Osteocytes are pivotal regulators of skeletal homeostasis, communicating between the bone-cell lineages to coordinate activity. However, little is known of the pattern of coding and non-coding genes expressed by these cells, as the skeleton is frequently omitted from large-scale efforts to map tissue-specific transcriptomes. We hypothesised that osteocytes express a unique transcriptome, defining key signalling-pathways used to orchestrate bone turnover and skeletal homeostasis.
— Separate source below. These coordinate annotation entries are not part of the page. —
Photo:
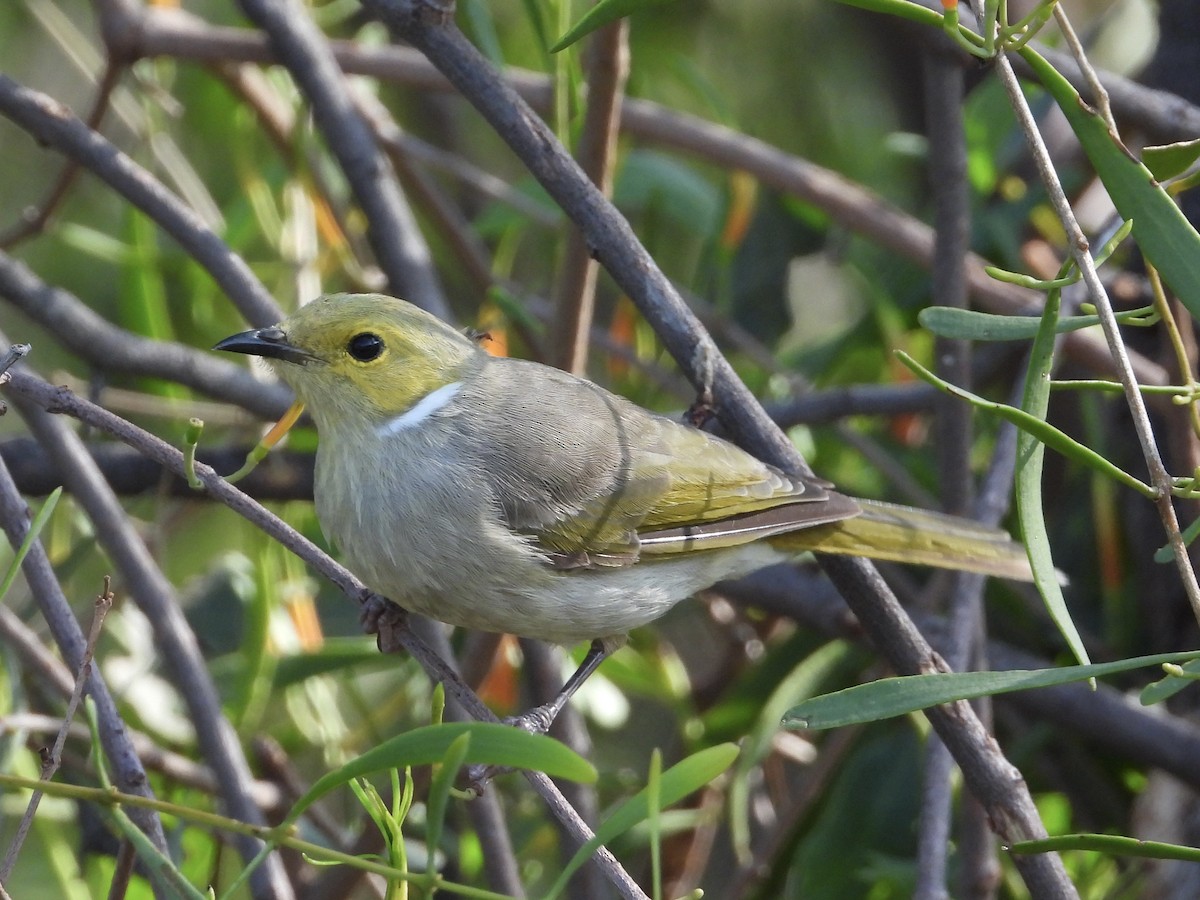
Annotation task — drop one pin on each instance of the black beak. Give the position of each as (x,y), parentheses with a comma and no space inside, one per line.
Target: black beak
(271,342)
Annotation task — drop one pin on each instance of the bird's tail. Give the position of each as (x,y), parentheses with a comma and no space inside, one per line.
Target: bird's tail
(904,534)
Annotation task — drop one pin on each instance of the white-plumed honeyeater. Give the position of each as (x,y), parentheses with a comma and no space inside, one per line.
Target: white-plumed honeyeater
(508,496)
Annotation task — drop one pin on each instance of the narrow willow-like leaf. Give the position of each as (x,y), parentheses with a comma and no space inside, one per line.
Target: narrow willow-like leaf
(1039,429)
(907,694)
(491,744)
(1163,233)
(35,528)
(1027,483)
(1169,161)
(1168,687)
(601,15)
(682,779)
(973,325)
(1109,844)
(439,791)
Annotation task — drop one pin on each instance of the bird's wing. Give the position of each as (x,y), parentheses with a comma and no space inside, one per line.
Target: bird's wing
(591,477)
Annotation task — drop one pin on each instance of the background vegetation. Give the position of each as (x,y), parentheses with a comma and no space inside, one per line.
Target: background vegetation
(809,177)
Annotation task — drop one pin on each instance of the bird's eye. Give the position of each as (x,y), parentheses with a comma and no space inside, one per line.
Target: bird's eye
(365,347)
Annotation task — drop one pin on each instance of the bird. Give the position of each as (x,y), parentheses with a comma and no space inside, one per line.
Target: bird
(503,495)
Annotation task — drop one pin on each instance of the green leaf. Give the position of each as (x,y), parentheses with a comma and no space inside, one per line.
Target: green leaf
(1027,483)
(336,654)
(1168,161)
(1163,233)
(35,528)
(903,9)
(682,779)
(441,786)
(1039,429)
(491,744)
(907,694)
(601,15)
(1109,844)
(801,683)
(972,325)
(1168,687)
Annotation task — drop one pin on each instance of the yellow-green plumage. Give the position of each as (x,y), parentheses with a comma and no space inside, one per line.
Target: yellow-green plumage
(508,496)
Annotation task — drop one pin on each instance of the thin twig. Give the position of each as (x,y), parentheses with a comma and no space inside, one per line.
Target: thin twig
(994,780)
(60,400)
(607,69)
(1099,96)
(1080,252)
(52,124)
(129,774)
(180,35)
(53,757)
(391,228)
(35,220)
(113,349)
(11,357)
(952,231)
(156,597)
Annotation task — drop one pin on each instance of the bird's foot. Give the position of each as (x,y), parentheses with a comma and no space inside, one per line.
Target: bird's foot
(381,617)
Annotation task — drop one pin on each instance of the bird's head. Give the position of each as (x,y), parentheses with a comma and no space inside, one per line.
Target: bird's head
(363,358)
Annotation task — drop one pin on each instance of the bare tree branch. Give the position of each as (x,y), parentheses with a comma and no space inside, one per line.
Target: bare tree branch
(52,124)
(397,243)
(991,778)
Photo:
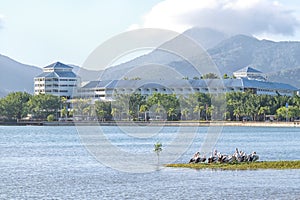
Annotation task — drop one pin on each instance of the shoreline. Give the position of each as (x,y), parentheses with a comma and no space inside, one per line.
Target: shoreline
(279,165)
(153,123)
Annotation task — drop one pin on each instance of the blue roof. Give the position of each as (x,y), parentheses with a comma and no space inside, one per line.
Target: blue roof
(249,69)
(97,84)
(267,85)
(58,65)
(57,75)
(48,75)
(202,83)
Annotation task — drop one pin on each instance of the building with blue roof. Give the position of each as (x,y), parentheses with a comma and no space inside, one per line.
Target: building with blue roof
(57,79)
(250,73)
(247,79)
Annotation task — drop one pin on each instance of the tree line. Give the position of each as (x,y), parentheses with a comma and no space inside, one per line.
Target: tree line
(234,106)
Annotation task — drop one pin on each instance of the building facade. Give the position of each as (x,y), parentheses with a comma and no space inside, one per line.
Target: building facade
(104,90)
(57,79)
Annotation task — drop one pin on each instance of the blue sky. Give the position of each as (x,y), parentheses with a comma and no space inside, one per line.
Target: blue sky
(39,32)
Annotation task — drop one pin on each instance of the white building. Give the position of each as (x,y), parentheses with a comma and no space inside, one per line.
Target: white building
(57,79)
(250,73)
(104,90)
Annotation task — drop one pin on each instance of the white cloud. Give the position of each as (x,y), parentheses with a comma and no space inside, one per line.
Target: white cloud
(1,21)
(230,16)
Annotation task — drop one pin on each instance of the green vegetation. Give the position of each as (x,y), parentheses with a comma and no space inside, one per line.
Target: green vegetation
(242,166)
(233,106)
(157,150)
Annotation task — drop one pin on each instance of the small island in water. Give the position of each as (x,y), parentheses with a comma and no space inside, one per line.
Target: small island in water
(238,161)
(241,166)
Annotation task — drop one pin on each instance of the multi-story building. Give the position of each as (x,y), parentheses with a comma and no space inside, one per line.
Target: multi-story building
(57,79)
(247,79)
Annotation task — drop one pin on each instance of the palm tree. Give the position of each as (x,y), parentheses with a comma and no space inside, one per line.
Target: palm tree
(157,150)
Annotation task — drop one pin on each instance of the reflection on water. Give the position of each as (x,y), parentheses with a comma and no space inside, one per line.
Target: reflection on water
(51,163)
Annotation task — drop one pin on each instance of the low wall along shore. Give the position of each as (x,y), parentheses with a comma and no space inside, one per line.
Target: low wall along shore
(156,123)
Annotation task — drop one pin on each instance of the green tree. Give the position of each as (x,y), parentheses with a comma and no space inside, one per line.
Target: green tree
(14,105)
(42,105)
(157,150)
(103,110)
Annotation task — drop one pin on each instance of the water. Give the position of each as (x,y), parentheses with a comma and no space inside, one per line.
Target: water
(51,163)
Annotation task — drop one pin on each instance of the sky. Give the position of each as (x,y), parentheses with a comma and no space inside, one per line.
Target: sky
(40,32)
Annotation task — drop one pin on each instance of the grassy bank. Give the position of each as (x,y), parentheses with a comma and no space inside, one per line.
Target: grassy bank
(242,166)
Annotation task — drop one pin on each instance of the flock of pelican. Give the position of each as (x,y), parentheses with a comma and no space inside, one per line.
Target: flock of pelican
(217,157)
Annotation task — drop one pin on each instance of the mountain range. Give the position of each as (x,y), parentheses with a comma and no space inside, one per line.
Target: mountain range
(279,60)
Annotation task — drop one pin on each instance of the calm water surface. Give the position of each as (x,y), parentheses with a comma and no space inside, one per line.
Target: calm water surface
(51,163)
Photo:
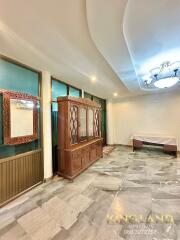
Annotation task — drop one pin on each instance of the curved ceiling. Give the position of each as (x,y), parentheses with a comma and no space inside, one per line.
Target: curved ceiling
(117,41)
(54,36)
(135,36)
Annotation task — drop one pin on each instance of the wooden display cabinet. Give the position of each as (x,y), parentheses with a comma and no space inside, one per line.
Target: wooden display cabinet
(79,135)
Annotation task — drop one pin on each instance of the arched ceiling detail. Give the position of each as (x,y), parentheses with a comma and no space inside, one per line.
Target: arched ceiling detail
(135,36)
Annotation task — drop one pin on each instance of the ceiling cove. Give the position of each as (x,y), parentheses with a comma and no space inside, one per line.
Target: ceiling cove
(135,37)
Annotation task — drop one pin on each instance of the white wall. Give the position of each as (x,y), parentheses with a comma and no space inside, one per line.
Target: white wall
(157,113)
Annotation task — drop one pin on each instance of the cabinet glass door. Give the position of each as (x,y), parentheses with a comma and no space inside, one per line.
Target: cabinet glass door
(90,123)
(73,124)
(83,123)
(97,123)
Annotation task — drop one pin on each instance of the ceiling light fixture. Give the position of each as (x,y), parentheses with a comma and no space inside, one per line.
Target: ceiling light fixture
(165,76)
(93,78)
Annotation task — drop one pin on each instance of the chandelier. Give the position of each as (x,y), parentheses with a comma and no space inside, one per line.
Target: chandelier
(164,76)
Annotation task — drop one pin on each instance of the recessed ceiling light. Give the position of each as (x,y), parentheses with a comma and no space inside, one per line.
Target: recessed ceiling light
(93,78)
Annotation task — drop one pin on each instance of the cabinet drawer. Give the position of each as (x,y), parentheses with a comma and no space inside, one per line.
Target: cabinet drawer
(85,157)
(76,162)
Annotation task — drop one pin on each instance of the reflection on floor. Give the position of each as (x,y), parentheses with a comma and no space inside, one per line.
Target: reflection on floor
(125,195)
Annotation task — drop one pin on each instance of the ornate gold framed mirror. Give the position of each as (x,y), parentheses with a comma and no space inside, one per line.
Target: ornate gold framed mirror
(20,117)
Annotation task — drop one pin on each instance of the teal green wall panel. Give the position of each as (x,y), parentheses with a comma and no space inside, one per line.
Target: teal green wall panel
(17,78)
(20,79)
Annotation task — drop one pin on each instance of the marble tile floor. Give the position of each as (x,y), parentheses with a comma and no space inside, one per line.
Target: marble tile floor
(124,195)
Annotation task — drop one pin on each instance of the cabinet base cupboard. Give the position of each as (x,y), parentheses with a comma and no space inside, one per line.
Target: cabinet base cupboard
(79,135)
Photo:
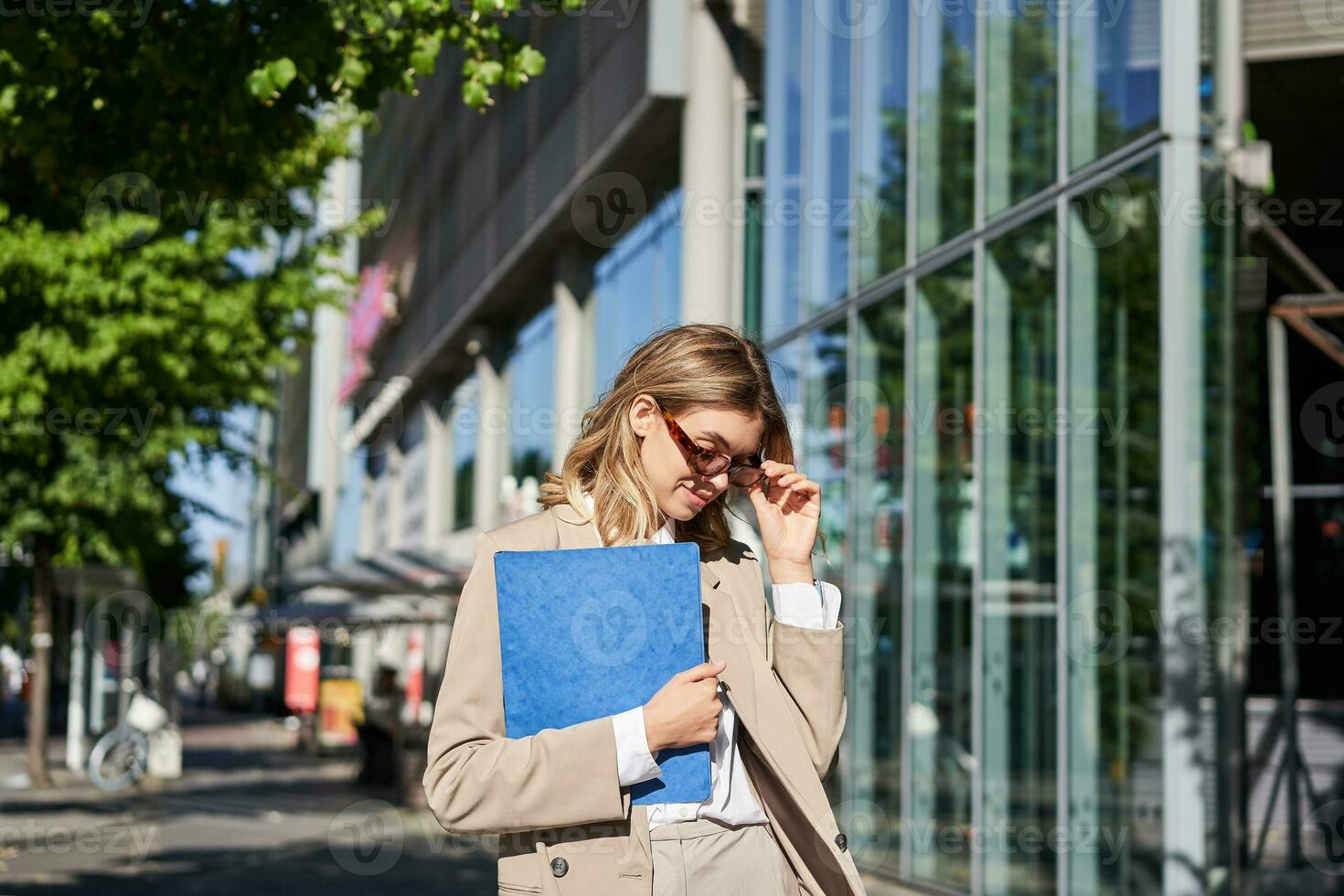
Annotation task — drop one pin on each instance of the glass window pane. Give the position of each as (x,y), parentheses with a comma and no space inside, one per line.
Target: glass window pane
(824,443)
(946,123)
(1019,609)
(943,558)
(827,217)
(1113,76)
(1115,684)
(1021,55)
(882,133)
(783,164)
(637,288)
(878,584)
(531,389)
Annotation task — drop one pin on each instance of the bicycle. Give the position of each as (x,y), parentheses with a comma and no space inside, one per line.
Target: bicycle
(122,756)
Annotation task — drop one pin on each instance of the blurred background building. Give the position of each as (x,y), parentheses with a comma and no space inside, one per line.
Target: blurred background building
(1052,332)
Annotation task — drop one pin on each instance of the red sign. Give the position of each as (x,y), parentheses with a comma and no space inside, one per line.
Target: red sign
(414,673)
(303,656)
(366,318)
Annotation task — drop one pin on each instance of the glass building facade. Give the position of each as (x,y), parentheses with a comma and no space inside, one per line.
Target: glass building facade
(998,347)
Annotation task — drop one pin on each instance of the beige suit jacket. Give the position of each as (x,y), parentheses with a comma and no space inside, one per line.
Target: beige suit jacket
(566,825)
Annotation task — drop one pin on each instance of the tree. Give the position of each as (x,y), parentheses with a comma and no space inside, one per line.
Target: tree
(151,160)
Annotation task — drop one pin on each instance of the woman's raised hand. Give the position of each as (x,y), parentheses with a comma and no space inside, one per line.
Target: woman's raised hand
(686,709)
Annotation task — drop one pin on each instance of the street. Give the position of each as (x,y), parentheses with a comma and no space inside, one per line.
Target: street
(251,815)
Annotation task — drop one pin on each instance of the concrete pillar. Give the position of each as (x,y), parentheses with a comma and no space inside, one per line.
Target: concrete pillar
(571,291)
(492,443)
(709,151)
(76,712)
(438,480)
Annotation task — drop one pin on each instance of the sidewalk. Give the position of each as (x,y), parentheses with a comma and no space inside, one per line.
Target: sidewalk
(251,815)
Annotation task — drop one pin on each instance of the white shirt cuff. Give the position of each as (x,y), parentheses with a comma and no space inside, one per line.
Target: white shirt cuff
(634,761)
(806,606)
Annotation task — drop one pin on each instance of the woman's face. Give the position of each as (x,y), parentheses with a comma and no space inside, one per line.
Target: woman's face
(680,491)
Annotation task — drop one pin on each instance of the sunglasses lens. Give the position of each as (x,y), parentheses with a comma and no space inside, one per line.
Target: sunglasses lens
(714,465)
(745,475)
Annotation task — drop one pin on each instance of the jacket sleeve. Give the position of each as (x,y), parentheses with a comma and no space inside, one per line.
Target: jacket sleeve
(480,782)
(809,666)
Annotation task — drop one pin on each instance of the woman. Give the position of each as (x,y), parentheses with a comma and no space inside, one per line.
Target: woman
(692,411)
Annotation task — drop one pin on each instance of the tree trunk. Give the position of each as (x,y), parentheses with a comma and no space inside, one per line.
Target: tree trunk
(39,695)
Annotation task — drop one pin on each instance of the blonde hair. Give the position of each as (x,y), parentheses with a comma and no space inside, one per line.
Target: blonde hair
(688,367)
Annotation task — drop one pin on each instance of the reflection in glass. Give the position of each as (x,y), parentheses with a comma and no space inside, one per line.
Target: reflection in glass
(1112,644)
(945,103)
(1113,74)
(1018,579)
(827,220)
(783,164)
(882,133)
(1021,54)
(877,590)
(636,288)
(943,559)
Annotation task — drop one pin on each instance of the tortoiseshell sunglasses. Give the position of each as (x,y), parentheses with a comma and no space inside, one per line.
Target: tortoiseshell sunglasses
(743,470)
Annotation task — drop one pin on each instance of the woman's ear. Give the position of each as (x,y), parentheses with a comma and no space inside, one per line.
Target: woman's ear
(641,414)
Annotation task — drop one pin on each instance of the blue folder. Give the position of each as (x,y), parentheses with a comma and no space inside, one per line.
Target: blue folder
(592,632)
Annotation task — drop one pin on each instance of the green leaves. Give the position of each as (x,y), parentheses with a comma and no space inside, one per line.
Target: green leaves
(272,78)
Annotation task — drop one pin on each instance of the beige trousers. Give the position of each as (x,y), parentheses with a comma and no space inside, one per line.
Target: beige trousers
(706,858)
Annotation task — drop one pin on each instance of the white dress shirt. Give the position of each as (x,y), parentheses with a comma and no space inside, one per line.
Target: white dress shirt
(798,603)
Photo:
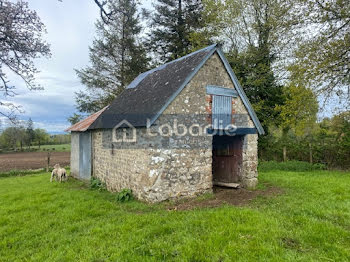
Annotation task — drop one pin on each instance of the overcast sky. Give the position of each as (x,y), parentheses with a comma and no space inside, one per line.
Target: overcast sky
(70,28)
(70,31)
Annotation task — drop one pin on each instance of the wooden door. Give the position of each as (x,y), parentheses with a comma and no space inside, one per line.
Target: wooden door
(227,158)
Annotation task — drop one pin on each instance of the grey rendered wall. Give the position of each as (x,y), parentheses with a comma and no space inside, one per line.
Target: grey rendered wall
(74,154)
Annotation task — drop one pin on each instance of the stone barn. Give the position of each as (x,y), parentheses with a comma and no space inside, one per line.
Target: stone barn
(175,131)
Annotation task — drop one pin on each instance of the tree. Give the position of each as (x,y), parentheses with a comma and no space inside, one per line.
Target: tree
(323,58)
(116,57)
(75,118)
(20,43)
(301,119)
(173,24)
(30,132)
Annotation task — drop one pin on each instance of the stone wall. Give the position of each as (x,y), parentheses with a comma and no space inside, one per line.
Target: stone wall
(163,168)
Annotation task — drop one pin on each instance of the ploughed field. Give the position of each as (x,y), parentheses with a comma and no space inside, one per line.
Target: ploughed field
(292,216)
(31,160)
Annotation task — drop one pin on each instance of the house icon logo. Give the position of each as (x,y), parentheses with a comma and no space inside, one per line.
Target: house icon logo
(124,132)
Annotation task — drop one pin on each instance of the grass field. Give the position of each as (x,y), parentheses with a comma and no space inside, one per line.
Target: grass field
(309,221)
(58,148)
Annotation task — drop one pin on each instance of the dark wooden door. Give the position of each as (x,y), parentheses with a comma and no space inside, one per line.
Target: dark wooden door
(227,158)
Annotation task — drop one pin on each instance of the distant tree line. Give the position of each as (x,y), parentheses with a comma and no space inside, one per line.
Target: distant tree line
(287,54)
(24,137)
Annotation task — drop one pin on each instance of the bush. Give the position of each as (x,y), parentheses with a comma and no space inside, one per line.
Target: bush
(96,183)
(125,195)
(297,166)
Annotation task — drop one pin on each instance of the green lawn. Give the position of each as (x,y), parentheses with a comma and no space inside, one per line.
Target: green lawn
(42,221)
(59,148)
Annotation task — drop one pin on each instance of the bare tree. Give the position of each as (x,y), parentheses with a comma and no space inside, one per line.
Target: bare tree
(20,43)
(106,13)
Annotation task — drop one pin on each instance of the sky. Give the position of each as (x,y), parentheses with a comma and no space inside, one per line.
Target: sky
(70,28)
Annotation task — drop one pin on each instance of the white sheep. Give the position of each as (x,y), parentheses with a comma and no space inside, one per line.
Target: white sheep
(58,173)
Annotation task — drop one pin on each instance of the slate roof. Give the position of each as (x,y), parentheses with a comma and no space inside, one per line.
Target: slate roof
(149,94)
(145,96)
(84,124)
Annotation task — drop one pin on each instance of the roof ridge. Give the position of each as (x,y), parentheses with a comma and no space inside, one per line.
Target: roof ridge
(143,75)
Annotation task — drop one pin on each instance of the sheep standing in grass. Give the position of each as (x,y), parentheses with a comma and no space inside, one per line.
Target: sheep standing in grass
(58,173)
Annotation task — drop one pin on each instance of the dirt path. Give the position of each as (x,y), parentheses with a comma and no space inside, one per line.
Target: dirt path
(31,160)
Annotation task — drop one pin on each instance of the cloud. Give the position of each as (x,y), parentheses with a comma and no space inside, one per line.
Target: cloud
(70,31)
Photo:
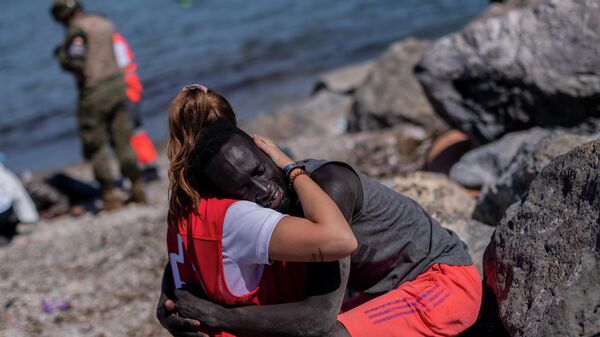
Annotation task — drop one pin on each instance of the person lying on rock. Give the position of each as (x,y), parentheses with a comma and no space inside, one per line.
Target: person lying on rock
(415,277)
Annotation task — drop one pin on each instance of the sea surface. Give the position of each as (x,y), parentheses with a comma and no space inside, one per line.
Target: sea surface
(260,54)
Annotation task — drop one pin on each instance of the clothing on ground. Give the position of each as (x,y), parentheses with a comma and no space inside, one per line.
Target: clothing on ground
(442,301)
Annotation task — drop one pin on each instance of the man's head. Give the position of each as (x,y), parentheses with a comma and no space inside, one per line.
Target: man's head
(227,163)
(63,10)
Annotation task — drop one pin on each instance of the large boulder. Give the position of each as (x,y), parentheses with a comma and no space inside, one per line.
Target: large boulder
(391,94)
(530,67)
(485,164)
(543,262)
(513,183)
(449,204)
Transcriptome-sequencing was performed on total-RNA extracted from osteocytes isolated from the tibiae, femora, humeri and calvariae of 16-week-old CB57BL6/NTac mice (n=8). De novo transcriptome-assembly was performed and gene-expression quantified. Osteocytes expressed a repertoire of ~12000 genes common across all bone types, 1197 of which were more than 4-fold enriched in osteocytes relative to bone marrow, thereby defining an osteocyte transcriptome signature. Osteocytes derived from different anatomical locations could be distinguished by unique patterns of homeobox-gene expression, including Hoxc and Hoxd clusters, and Pitx1. Of the ~880 lncRNAs expressed within osteocytes, 52 were present in the signature, including novel lncRNAs with osteocyte-restricted expression. In addition to highly enriched osteocyte genes such as Sost, Mepe and Dmp1, more than 80% of signature genes had not previously been annotated with a skeletal function in the Gene Ontology database. The osteocyte signature was highly enriched for pathways regulating axonal guidance, suggesting that osteocytes have repurposed neuronal pathways to control networking functions and facilitate intercellular communication between osteocytes and bone-cell lineages. Genes known to cause skeletal dysplasia were significantly enriched in the osteocyte signature (p=4.9E-16), including more than 80% of genes known to cause Osteogenesis Imperfecta, suggesting the signature may prove valuable in identifying causal variants for unexplained skeletal conditions by acting as a filter for patient genomic data. This study has defined the osteocyte transcriptome and provided important insights into the molecular pathways that control osteocyte biology and skeletal disorders.